# differing notions of the degree of a smooth projective plane curve

[Everything here will be over $\mathbb{C}$]

Hello, one definition of a smooth projective plane curve $X$ is, for $X \subset \mathbb{P}^{2}$.. $deg(X) =$ maximum number of intersection points (without multiplicity) of any hyperplane in $\mathbb{P}^{2}$.

When my smooth plane curve is defined by the zeros of a irreducible degree $d$ homogeneous polynomial, what is a good way to see that these two notions of degree agree?

Thanks!

Elliot

• Let $L$ be a line in $\mathbf P^2$. Restricting the homogeneous degree $d$ polynomial to $L$ gives a homogeneous degree $d$ polynomial in two variables. If this is not identically zero (which it won't be as long as $d \neq 1)$, it has exactly $d$ zeroes counted with multiplicity. You want to see that for some choice of line, you get $d$ zeroes without multiplicity: for this you need to write the condition that the restricted form has a multiple zero in terms of the coefficients of your linear form. This means calculating some resultant. You will see that the vanishing of the resultant... Commented Nov 5, 2015 at 15:05
• ...is a nontrivial algebraic relation between the coefficients of your linear form.
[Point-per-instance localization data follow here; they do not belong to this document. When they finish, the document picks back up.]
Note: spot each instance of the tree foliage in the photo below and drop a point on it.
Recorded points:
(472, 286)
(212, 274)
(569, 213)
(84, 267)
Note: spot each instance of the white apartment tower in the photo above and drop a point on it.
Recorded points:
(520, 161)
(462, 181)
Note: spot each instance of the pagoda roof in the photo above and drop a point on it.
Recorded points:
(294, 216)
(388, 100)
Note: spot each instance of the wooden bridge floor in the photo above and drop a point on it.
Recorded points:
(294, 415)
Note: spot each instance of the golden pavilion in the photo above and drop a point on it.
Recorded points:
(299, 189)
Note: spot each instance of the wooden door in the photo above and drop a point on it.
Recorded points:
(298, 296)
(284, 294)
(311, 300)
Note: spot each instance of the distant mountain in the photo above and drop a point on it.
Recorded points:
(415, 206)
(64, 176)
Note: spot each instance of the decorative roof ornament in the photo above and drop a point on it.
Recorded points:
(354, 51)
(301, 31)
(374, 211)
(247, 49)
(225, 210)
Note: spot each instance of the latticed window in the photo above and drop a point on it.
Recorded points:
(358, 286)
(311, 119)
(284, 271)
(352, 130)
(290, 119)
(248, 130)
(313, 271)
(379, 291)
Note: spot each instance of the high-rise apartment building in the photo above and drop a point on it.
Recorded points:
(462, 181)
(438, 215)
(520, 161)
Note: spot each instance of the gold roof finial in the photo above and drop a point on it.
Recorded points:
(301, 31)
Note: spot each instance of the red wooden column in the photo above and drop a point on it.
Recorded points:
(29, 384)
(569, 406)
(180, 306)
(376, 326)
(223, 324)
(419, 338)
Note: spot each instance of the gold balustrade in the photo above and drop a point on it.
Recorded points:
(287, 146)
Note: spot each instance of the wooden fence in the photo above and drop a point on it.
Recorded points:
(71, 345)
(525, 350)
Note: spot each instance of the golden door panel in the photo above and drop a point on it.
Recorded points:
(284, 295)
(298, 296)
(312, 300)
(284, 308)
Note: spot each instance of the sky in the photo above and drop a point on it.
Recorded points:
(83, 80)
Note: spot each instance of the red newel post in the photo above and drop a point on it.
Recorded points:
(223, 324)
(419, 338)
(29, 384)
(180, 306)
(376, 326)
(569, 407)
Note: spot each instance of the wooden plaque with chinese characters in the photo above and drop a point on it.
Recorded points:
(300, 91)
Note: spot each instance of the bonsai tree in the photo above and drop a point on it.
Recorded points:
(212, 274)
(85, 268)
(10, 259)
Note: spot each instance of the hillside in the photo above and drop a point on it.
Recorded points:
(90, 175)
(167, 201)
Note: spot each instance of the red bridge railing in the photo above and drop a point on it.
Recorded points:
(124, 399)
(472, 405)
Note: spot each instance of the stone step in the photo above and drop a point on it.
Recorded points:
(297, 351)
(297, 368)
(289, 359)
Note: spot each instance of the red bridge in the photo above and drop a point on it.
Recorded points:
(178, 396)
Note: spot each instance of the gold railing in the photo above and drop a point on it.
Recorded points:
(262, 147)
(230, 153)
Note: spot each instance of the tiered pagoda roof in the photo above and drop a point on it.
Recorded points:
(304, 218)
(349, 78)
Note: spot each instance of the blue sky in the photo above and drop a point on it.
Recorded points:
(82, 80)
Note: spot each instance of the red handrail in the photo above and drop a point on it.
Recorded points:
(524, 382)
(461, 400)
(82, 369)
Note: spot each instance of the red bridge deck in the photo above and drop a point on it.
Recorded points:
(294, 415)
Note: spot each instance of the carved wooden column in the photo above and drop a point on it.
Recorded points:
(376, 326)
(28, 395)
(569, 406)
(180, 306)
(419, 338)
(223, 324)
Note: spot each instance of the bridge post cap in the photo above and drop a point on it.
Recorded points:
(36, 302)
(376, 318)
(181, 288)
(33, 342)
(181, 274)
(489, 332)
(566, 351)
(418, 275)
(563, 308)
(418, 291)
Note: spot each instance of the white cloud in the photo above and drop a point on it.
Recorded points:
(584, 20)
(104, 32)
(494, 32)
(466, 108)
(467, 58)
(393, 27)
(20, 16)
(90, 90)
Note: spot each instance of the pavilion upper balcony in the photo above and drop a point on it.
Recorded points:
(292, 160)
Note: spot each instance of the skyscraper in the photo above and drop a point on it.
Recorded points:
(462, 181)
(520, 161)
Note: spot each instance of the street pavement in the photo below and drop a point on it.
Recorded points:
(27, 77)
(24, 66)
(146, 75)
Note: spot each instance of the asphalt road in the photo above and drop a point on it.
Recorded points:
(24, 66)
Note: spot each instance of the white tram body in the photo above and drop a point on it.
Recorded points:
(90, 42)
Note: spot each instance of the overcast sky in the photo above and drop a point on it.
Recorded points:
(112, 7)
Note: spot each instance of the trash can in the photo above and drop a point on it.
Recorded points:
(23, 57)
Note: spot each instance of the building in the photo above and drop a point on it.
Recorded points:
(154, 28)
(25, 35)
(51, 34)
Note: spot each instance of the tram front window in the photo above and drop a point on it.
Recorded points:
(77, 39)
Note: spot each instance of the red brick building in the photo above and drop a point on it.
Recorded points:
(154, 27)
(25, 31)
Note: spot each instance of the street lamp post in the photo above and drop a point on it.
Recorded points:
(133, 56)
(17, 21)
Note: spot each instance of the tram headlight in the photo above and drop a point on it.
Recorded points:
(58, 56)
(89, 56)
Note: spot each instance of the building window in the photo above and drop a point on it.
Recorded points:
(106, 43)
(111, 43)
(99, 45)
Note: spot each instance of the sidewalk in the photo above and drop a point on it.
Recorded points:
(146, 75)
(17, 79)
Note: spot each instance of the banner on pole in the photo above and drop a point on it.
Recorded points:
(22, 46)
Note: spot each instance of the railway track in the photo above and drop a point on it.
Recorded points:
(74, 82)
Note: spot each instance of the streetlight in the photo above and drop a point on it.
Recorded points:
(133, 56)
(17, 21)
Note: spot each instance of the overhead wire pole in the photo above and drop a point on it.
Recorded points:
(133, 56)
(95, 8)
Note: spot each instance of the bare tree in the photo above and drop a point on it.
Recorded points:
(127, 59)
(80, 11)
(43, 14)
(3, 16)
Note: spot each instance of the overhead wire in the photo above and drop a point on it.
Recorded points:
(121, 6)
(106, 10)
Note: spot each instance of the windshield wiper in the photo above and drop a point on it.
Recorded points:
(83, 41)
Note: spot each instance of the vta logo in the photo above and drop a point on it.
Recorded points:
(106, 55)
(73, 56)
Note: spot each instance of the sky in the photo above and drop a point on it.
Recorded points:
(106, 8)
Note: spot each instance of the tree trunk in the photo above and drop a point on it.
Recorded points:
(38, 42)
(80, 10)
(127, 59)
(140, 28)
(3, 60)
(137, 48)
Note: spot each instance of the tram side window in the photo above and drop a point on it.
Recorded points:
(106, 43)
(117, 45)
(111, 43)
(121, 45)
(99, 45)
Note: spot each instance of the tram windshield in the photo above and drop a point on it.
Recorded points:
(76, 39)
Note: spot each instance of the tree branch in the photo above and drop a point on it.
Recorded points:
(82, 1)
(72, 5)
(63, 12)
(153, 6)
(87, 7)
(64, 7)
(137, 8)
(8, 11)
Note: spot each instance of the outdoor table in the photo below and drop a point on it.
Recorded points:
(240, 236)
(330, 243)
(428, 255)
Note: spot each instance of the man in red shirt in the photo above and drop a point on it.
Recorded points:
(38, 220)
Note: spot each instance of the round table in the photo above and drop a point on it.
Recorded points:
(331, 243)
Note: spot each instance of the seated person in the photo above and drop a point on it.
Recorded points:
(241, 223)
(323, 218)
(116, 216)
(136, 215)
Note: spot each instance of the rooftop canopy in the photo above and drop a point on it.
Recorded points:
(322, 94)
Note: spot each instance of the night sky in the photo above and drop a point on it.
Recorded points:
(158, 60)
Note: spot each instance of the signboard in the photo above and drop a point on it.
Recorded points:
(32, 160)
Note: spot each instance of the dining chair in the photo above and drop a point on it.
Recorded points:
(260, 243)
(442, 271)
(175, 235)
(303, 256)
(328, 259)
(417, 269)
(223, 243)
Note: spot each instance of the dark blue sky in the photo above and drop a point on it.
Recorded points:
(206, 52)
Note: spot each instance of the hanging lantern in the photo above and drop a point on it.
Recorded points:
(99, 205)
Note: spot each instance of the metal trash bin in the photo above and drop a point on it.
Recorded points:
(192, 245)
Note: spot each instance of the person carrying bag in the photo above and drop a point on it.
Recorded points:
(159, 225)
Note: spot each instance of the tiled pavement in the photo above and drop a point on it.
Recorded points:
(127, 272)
Choosing any line whose defining form does not satisfy that relation, you get a line that intersects your curve in precisely $d$ points. Commented Nov 5, 2015 at 15:05

These two notions are equivalent due to Bézout's theorem. A general hyperplane has degree 1 in $\mathbb{P}^2$. Then the intersection number of your curve and a general hyperplane is $deg(curve)\times deg(hyperplane)=d\times 1=d$ by Bézout's theorem.